Ik hoop op reacties!

----------


## laptop

misschien een domme vraag, maar wat bedoel je met "Kluiten"?

----------


## SoundOfSilence

Kluiten zijn simpelweg dood gewicht.

Kan ik de vorm van "zandzakken" zijn, maar meestal zijn het klompen metaal.
Kluiten gebruik je bijvoorbeeld als tegengewicht bij trekkenwanden, of om schoren te verzwaren waardoor ze niet omlazeren.

Gebruik je kluiten i.c.m. een trekkenwand, dan is het logisch (en arbo-technisch geloof ik zelfs verplicht) om een karretje te hebben waarbij je kluiten op de juiste hoogte liggen t.o.v. het trek zodat je niet hoeft te tillen.... een zogenoemde kluitentafel.

Persoonlijk ben ik op zoek naar de zak-achtige variant (in mijn herinnering een zarte canvas-zak met een lederen bovenkant met een oog erin, gevuld met loden balletjes). Iemand enig idee waar ik zoiets kan kopen?

----------


## laptop

bedankt voor de uitleg, ik ben namelijk niet zo thuis in de theater wereld.

----------


## djspeakertje

Ik weet niet precies wat je er mee doet enzo, maar dat maakt niet uit.
Bij de bond in oldenzaal hebben ze gewoon een stalen framepje met 4 wieltjes en een houten plaat (ook een soort handvat om te duwen) waar blokken ijzer/staal op liggen, ik heb ze vaak genoeg gesjouwd (ruimte maken tijdens musical), maar ik heb geen flauw idee hoe of wat, ze zijn wel zwaar!

Daan

----------


## jurjen_barel

Al eens contact gezocht met trekkenfabrikanten? Zij leveren kluiten, dus misschien hebben ze ook een oplossing voor het rondrijden ervan?
Heeft Overtoom wellicht niet iets toepasselijks?

(Voor Laptop: zoek naar de website van Stakebrand, download de catalogus, op pagina 6 staat een afbeelding van een kluit.)

----------


## G.flater

> Persoonlijk ben ik op zoek naar de zak-achtige variant (in mijn herinnering een zarte canvas-zak met een lederen bovenkant met een oog erin, gevuld met loden balletjes). Iemand enig idee waar ik zoiets kan kopen?



RondeGrooth heeft ze gewoon standaard in het assortiment. Weliswaar gevuld met zand ipv met loden balletjes. Wordt nog met enige regelmaat toegepast als contragewicht bij fond en voordoek systemen.

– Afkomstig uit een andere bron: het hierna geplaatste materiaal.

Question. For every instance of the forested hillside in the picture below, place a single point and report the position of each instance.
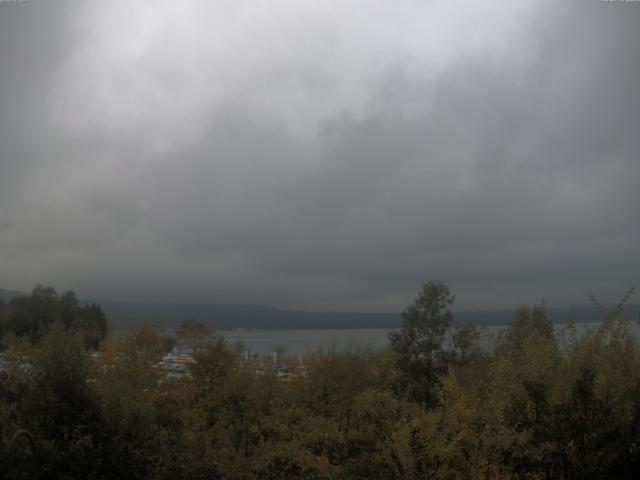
(536, 405)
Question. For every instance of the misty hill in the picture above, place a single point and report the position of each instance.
(226, 317)
(9, 294)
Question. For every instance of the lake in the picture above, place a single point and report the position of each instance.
(294, 342)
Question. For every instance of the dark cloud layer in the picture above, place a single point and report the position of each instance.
(304, 155)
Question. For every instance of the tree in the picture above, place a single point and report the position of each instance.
(192, 333)
(419, 342)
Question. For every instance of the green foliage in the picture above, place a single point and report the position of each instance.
(32, 316)
(540, 405)
(418, 344)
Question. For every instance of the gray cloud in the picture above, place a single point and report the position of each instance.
(309, 155)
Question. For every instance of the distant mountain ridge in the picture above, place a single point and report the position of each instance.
(9, 294)
(229, 317)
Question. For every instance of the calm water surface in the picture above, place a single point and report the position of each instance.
(294, 342)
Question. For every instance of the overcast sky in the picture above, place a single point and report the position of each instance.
(321, 154)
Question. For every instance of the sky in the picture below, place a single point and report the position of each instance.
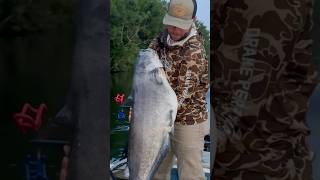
(203, 12)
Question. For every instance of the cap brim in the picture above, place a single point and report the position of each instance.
(177, 22)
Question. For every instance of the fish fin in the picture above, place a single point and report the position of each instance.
(161, 155)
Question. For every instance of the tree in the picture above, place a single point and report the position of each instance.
(133, 24)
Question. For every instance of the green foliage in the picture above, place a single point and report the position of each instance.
(134, 23)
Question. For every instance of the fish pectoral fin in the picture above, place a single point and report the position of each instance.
(157, 76)
(161, 155)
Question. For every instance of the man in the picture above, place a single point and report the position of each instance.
(262, 78)
(180, 48)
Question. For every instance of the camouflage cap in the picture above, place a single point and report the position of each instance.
(180, 13)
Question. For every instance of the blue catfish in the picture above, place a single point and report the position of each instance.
(154, 111)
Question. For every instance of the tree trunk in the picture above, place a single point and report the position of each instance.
(88, 99)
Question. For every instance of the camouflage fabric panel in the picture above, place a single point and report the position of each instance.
(187, 70)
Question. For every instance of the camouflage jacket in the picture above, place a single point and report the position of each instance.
(261, 78)
(186, 67)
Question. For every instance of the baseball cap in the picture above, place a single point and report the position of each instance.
(180, 13)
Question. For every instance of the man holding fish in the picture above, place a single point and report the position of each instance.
(181, 52)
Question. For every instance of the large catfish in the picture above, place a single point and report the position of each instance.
(154, 111)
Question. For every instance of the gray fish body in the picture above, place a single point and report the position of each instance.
(154, 111)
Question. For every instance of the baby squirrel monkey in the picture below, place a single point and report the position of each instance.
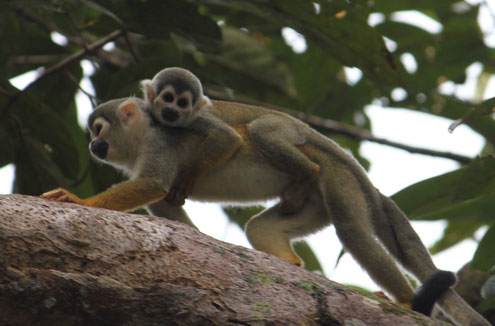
(176, 98)
(371, 227)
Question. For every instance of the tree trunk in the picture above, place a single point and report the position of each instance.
(64, 264)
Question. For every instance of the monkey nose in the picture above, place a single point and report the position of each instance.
(99, 148)
(169, 114)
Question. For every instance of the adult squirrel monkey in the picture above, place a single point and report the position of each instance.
(371, 227)
(176, 98)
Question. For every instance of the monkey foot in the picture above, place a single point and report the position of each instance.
(176, 197)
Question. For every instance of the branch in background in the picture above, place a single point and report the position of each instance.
(62, 65)
(348, 130)
(114, 59)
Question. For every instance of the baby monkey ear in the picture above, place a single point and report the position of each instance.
(203, 102)
(149, 93)
(129, 113)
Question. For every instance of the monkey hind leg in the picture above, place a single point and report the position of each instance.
(399, 237)
(272, 231)
(350, 202)
(280, 144)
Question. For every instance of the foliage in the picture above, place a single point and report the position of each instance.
(238, 50)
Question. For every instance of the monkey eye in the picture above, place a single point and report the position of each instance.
(182, 103)
(97, 128)
(168, 97)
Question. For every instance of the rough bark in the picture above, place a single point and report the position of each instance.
(64, 264)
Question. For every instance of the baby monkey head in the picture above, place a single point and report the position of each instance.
(116, 128)
(175, 96)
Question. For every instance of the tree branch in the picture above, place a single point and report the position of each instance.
(66, 264)
(61, 65)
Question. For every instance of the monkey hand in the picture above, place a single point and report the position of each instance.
(181, 188)
(63, 196)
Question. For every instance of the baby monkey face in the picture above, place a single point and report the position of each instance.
(173, 109)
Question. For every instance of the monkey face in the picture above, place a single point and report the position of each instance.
(173, 109)
(115, 128)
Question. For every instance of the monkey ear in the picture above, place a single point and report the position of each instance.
(202, 103)
(129, 113)
(149, 93)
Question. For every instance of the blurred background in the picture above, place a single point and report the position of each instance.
(406, 86)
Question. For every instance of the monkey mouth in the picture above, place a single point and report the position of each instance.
(170, 115)
(99, 148)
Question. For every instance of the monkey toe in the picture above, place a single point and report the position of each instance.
(176, 197)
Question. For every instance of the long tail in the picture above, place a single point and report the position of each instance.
(414, 258)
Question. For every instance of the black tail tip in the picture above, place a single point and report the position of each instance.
(432, 290)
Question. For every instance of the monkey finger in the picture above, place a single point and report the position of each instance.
(54, 194)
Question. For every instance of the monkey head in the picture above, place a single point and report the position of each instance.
(175, 96)
(115, 128)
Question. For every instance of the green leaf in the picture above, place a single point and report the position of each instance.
(465, 193)
(159, 18)
(35, 120)
(484, 259)
(35, 171)
(456, 231)
(484, 108)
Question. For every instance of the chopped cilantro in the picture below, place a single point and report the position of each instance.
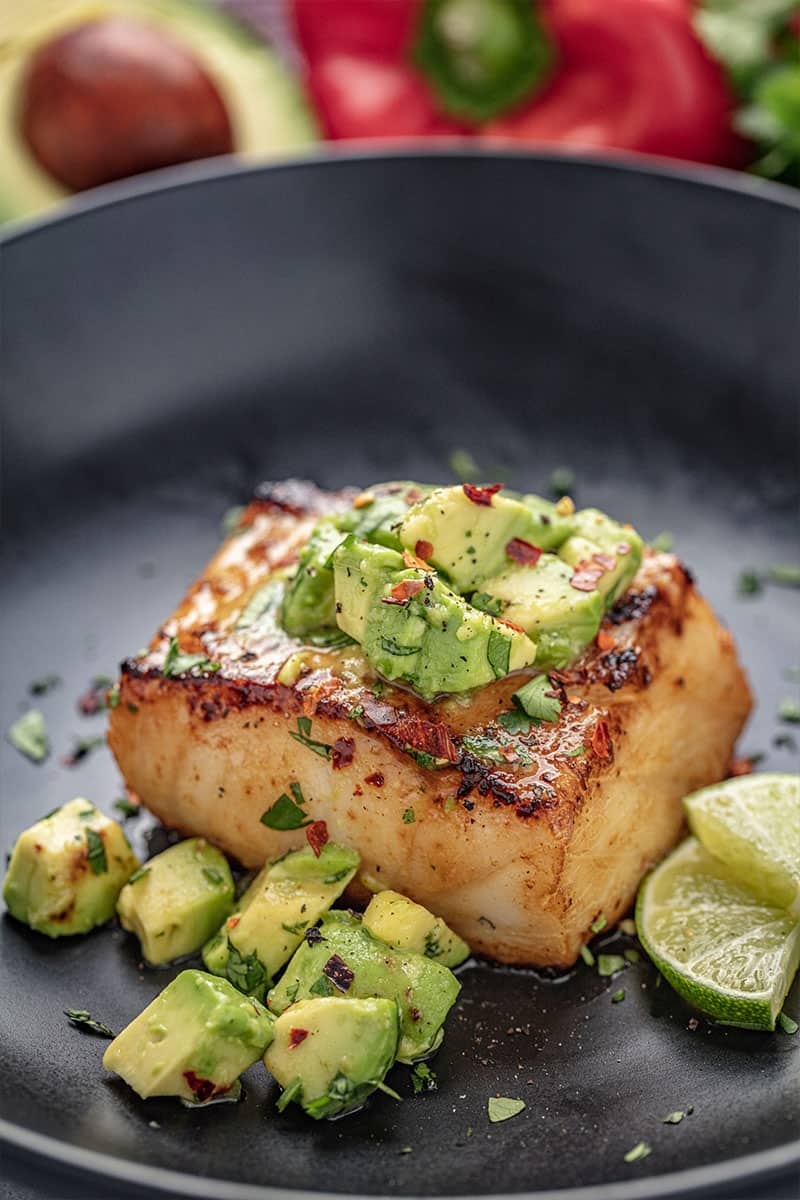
(789, 711)
(609, 964)
(96, 852)
(786, 574)
(749, 583)
(30, 737)
(246, 972)
(515, 721)
(422, 1078)
(47, 683)
(561, 483)
(304, 737)
(86, 1023)
(587, 955)
(503, 1108)
(639, 1151)
(534, 701)
(176, 664)
(662, 543)
(126, 808)
(284, 814)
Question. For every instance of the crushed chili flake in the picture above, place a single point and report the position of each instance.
(338, 972)
(481, 495)
(523, 552)
(342, 753)
(403, 592)
(601, 741)
(317, 835)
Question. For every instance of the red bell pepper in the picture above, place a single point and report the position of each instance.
(630, 75)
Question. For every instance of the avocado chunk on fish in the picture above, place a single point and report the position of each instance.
(330, 1054)
(284, 900)
(193, 1041)
(176, 900)
(67, 870)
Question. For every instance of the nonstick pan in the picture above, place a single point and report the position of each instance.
(167, 347)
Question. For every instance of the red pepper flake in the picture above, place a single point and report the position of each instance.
(342, 753)
(523, 552)
(338, 972)
(317, 835)
(481, 495)
(601, 742)
(204, 1089)
(403, 592)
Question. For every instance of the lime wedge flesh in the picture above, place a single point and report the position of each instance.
(721, 947)
(752, 825)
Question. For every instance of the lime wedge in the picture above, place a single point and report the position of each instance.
(719, 945)
(752, 823)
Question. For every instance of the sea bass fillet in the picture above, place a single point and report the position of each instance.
(518, 839)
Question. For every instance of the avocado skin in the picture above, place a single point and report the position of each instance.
(193, 1041)
(50, 885)
(405, 925)
(332, 1053)
(181, 897)
(423, 989)
(282, 901)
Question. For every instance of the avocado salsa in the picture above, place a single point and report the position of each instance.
(441, 589)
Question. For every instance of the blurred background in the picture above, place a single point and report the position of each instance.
(98, 90)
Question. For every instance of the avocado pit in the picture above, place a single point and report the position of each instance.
(115, 97)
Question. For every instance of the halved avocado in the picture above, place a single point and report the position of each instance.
(265, 106)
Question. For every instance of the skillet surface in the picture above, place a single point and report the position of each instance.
(349, 322)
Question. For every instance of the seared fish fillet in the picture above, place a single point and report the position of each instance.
(519, 841)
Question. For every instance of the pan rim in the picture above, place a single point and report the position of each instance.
(216, 171)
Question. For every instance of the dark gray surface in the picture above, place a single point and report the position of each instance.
(350, 322)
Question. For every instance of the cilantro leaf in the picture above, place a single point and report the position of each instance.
(503, 1108)
(96, 852)
(29, 736)
(533, 700)
(84, 1021)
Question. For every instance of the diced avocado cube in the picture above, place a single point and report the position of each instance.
(552, 527)
(308, 600)
(468, 540)
(66, 871)
(405, 925)
(330, 1054)
(284, 900)
(607, 549)
(429, 637)
(193, 1041)
(176, 900)
(541, 599)
(350, 961)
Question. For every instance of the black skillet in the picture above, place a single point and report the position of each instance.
(354, 321)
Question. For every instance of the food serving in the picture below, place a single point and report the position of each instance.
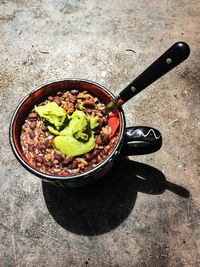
(68, 133)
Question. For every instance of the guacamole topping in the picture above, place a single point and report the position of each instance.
(74, 134)
(52, 113)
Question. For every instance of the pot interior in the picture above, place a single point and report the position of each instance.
(39, 95)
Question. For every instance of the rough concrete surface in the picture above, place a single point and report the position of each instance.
(121, 221)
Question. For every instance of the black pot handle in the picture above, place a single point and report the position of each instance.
(170, 59)
(140, 140)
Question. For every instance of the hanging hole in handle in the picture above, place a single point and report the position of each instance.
(141, 140)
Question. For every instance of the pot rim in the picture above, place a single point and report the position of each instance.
(77, 176)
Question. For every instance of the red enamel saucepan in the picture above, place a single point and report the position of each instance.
(135, 140)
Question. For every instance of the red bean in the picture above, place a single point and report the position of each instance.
(41, 147)
(44, 128)
(99, 141)
(32, 116)
(74, 165)
(94, 161)
(48, 144)
(89, 104)
(59, 93)
(48, 164)
(74, 92)
(65, 173)
(67, 161)
(32, 134)
(73, 99)
(57, 100)
(106, 150)
(58, 157)
(50, 98)
(33, 125)
(96, 152)
(105, 139)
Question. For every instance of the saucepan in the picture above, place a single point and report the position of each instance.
(135, 140)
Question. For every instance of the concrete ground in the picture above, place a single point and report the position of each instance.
(123, 220)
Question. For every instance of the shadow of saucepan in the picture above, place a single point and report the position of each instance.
(101, 207)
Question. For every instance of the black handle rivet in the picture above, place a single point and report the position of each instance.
(169, 61)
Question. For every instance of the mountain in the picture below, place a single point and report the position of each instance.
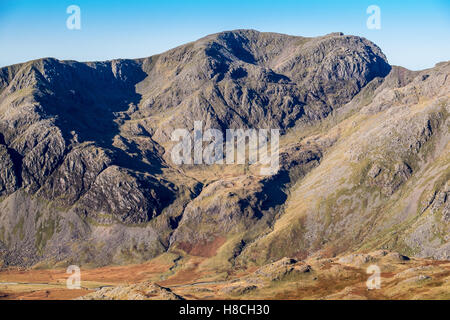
(87, 176)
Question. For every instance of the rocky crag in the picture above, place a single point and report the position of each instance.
(87, 178)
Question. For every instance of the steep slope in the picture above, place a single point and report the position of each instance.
(87, 175)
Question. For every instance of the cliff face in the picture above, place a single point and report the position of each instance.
(86, 174)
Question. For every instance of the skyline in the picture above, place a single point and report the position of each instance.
(412, 34)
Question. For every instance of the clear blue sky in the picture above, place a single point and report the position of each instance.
(413, 34)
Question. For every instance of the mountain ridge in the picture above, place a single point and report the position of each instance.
(73, 134)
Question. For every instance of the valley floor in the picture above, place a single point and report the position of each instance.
(172, 277)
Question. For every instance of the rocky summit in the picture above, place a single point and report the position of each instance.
(87, 176)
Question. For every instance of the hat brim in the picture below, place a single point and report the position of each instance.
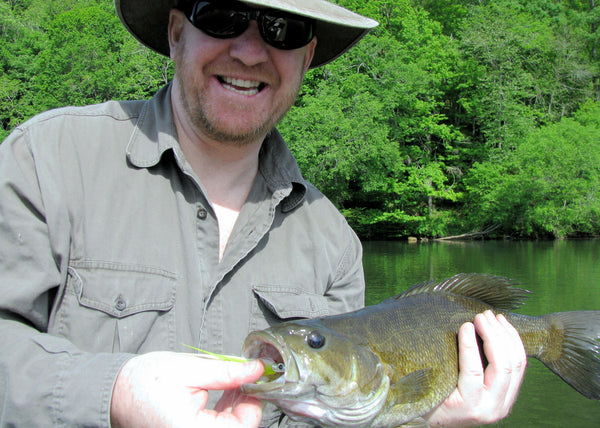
(337, 29)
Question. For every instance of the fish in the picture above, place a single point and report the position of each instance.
(389, 364)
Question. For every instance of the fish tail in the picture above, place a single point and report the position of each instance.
(573, 350)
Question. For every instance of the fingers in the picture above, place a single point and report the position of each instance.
(470, 374)
(484, 395)
(169, 389)
(506, 354)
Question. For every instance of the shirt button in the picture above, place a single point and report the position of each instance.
(202, 214)
(120, 304)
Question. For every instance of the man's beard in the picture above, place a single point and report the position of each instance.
(197, 106)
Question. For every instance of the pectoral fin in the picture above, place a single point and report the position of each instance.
(412, 387)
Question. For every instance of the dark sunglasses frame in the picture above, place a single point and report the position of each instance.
(230, 19)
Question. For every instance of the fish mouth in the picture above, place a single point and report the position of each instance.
(281, 378)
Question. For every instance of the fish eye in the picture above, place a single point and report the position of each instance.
(315, 340)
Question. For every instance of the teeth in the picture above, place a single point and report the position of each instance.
(251, 87)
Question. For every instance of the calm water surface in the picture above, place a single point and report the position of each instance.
(563, 276)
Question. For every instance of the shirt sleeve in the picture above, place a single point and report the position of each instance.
(44, 379)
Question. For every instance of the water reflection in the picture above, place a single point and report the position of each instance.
(563, 276)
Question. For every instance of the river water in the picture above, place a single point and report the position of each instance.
(562, 275)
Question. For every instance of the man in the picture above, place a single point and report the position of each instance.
(131, 229)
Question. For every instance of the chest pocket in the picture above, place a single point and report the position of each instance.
(114, 307)
(273, 304)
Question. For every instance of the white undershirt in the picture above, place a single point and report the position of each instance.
(226, 218)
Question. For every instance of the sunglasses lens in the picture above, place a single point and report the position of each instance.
(230, 19)
(286, 32)
(218, 22)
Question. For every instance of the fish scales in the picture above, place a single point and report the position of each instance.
(392, 363)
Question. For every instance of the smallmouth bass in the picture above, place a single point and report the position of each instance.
(391, 363)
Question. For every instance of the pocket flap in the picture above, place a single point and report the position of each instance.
(292, 302)
(121, 291)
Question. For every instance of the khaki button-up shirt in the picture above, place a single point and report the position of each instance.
(109, 247)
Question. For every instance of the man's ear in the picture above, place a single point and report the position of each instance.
(175, 31)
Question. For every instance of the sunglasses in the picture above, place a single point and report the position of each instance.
(229, 19)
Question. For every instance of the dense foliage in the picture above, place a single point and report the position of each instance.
(451, 116)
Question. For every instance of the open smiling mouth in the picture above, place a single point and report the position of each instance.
(240, 86)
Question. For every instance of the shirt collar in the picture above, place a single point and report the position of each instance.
(155, 133)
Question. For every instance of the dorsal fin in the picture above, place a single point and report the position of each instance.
(496, 291)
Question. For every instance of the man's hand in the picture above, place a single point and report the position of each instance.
(484, 397)
(169, 389)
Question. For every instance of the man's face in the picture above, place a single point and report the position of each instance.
(233, 90)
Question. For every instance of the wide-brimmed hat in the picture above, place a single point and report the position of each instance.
(337, 29)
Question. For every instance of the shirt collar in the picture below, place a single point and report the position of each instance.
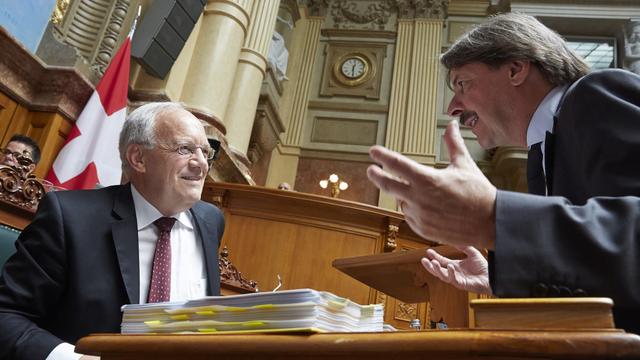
(542, 120)
(146, 213)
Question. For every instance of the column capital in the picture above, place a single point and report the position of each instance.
(318, 8)
(433, 9)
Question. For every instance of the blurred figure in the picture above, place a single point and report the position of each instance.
(20, 145)
(284, 186)
(88, 252)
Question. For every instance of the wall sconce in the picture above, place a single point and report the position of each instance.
(335, 183)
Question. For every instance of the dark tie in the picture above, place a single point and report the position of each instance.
(535, 172)
(160, 288)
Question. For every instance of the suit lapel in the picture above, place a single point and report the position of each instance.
(125, 238)
(209, 237)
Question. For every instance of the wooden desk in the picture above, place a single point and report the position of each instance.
(440, 344)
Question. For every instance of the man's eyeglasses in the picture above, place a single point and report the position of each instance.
(189, 149)
(16, 154)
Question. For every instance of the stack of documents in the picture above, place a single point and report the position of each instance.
(290, 310)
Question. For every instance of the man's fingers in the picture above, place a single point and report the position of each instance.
(470, 251)
(432, 254)
(396, 163)
(455, 144)
(435, 269)
(387, 183)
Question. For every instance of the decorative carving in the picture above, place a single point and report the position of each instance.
(498, 6)
(19, 186)
(405, 9)
(431, 9)
(111, 35)
(390, 238)
(406, 312)
(348, 14)
(318, 8)
(230, 277)
(59, 11)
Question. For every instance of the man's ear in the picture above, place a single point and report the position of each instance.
(136, 158)
(518, 71)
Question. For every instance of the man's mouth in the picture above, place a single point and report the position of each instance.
(192, 177)
(469, 118)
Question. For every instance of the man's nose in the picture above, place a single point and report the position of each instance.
(455, 108)
(200, 159)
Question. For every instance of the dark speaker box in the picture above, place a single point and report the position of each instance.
(162, 32)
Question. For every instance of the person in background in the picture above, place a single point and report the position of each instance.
(20, 145)
(517, 83)
(284, 186)
(89, 252)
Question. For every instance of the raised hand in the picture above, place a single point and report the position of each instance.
(455, 205)
(470, 273)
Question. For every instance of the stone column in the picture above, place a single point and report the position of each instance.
(250, 72)
(297, 113)
(412, 121)
(399, 85)
(632, 47)
(284, 161)
(421, 118)
(213, 65)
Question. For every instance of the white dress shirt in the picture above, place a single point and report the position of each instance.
(188, 273)
(542, 120)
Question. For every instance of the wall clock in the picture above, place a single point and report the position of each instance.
(352, 69)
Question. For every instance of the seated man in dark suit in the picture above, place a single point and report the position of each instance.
(517, 83)
(89, 252)
(20, 145)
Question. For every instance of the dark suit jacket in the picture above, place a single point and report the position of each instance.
(76, 264)
(584, 239)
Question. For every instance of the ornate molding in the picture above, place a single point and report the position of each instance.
(406, 312)
(431, 9)
(37, 86)
(59, 11)
(111, 35)
(231, 278)
(350, 14)
(19, 186)
(390, 238)
(317, 8)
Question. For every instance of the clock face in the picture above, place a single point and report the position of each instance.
(353, 68)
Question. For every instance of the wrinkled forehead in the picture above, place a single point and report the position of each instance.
(16, 146)
(179, 125)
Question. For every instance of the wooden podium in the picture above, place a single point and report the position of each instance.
(405, 345)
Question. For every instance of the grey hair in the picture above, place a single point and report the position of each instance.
(515, 36)
(139, 127)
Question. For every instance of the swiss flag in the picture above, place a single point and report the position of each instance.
(90, 154)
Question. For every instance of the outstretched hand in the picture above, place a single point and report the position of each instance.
(470, 273)
(455, 205)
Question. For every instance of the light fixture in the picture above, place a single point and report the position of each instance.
(336, 185)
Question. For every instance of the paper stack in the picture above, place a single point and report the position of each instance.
(290, 310)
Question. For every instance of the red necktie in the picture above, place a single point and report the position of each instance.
(160, 288)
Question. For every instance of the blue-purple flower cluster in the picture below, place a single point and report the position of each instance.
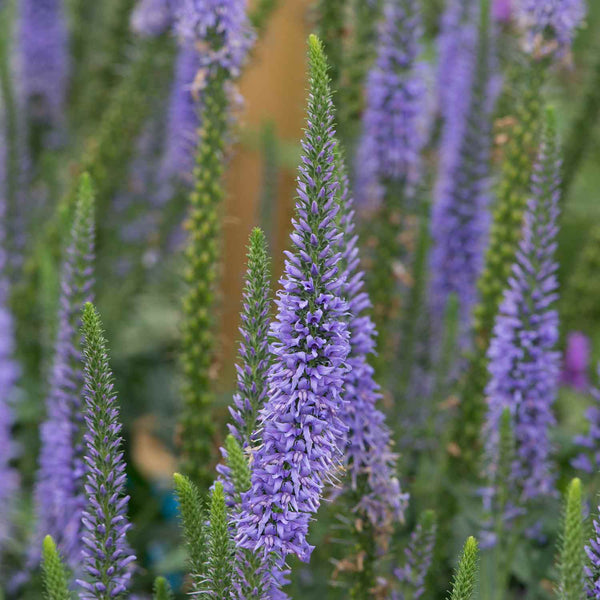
(302, 429)
(395, 117)
(43, 56)
(460, 215)
(523, 362)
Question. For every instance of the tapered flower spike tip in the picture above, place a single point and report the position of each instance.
(465, 575)
(54, 574)
(572, 553)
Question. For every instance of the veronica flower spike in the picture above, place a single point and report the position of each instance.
(59, 485)
(302, 427)
(106, 554)
(524, 365)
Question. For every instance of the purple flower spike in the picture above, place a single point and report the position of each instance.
(394, 120)
(302, 430)
(182, 119)
(523, 363)
(105, 551)
(43, 56)
(576, 361)
(459, 221)
(368, 457)
(59, 486)
(152, 17)
(549, 25)
(220, 30)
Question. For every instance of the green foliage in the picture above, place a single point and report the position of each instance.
(193, 524)
(240, 471)
(219, 565)
(465, 575)
(202, 257)
(255, 323)
(572, 555)
(331, 24)
(162, 589)
(56, 585)
(513, 191)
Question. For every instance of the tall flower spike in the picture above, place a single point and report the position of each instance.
(106, 554)
(368, 458)
(220, 29)
(9, 371)
(302, 430)
(549, 25)
(460, 213)
(182, 119)
(43, 58)
(388, 156)
(524, 365)
(59, 487)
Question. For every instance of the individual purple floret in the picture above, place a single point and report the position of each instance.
(182, 119)
(460, 214)
(394, 120)
(43, 65)
(523, 363)
(302, 431)
(106, 554)
(59, 487)
(576, 361)
(9, 371)
(368, 457)
(588, 460)
(219, 29)
(549, 25)
(152, 17)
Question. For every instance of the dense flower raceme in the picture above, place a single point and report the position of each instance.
(59, 486)
(302, 431)
(106, 553)
(9, 370)
(219, 29)
(549, 24)
(368, 452)
(182, 119)
(152, 17)
(394, 122)
(523, 363)
(588, 459)
(576, 361)
(460, 214)
(43, 66)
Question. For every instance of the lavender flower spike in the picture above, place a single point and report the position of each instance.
(394, 120)
(43, 56)
(460, 217)
(302, 430)
(369, 461)
(9, 371)
(106, 553)
(523, 363)
(59, 486)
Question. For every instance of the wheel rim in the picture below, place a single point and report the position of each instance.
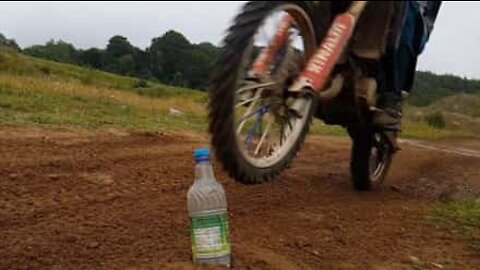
(266, 127)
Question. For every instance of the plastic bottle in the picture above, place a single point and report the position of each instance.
(207, 207)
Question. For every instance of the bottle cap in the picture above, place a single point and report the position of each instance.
(202, 154)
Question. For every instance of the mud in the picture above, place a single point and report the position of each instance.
(115, 200)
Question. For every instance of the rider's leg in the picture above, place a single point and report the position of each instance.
(398, 70)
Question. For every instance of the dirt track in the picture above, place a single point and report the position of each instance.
(117, 201)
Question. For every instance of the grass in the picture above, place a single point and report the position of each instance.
(462, 219)
(37, 92)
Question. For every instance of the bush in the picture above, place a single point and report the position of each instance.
(436, 120)
(140, 84)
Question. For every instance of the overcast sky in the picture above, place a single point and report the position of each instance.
(454, 47)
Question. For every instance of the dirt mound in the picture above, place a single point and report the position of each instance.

Kluitenkarren is oppassen, je hebt er snel voor enkele honderden(!) kilo's aan kluiten opliggen. Waar je niet zomaar de eerste de beste bouwmarkt wieletjes onder kan schroeven. En zelfs met goeie wielen, laat ik ze liever gewoon in een hoekje staan. 

Je ziet ze soms nog wel s op standaard hondjes rondslingeren in theaters, met een 8tal kluiten oid erop. Voor het geval dat.

Als je nog kluiten zoekt, iedere trekkenwandboer kan ze nog gewoon leveren. Welleswaar gebruikt.

----------


## showband

gewoon een rand laten lassen op zoiets:

Schaartafel - Overtoom

of een kooirand erop laten lassen.
 :Smile:

----------


## @lex

> gewoon een rand laten lassen op zoiets:
> 
> Schaartafel - Overtoom
> 
> of een kooirand erop laten lassen.



Hartstikke leuk karretje, maar een veeeeeel te smalle basis voor het gewicht dat dit karretje kan hebben. Als je hier idd 500kg kluiten opgooit, je trekt het karretje een andere richting op en de zwenkwieltjes draaien om dan kan het karretje al met een zeer geringen zijdelingse kracht omver lazeren. Niet aan beginnen dus.

Bij voorkeur een veel bredere kluitentafel gebruiken. Bel eens met Stakebrand, wellicht dat zij nog van die tafels hebben liggen, ze zijn namelijk de afgelopen jaren in onbruik geraakt door de verregaande auto-mechanisering.

@lex

----------


## Q-av

het idee van zo'n karretje is ook dat je hem omhoog zet zodat je het niet vanaf vloer niveau hoeft te tillen.
In lage stand kan je hier goed mee rond rijden.

Dit is dus een redelijke optie voor het opbergen van die dingen. als je ze nodig hebt zet je het karretje op een makkelijke plek en zet hem omhoog.

Overtoom verkoopt ze niet voor niks met een hefkracht van 800 kilo. 64 kluitjes mwoah

----------


## rinus bakker

> Hallo allemaal.
> 
> In ons theater ... Ik vroeg me af hoe andere theaters het vervoeren hiervan hebben opgelost. Er schijnen hele handige karretjes voor te zijn....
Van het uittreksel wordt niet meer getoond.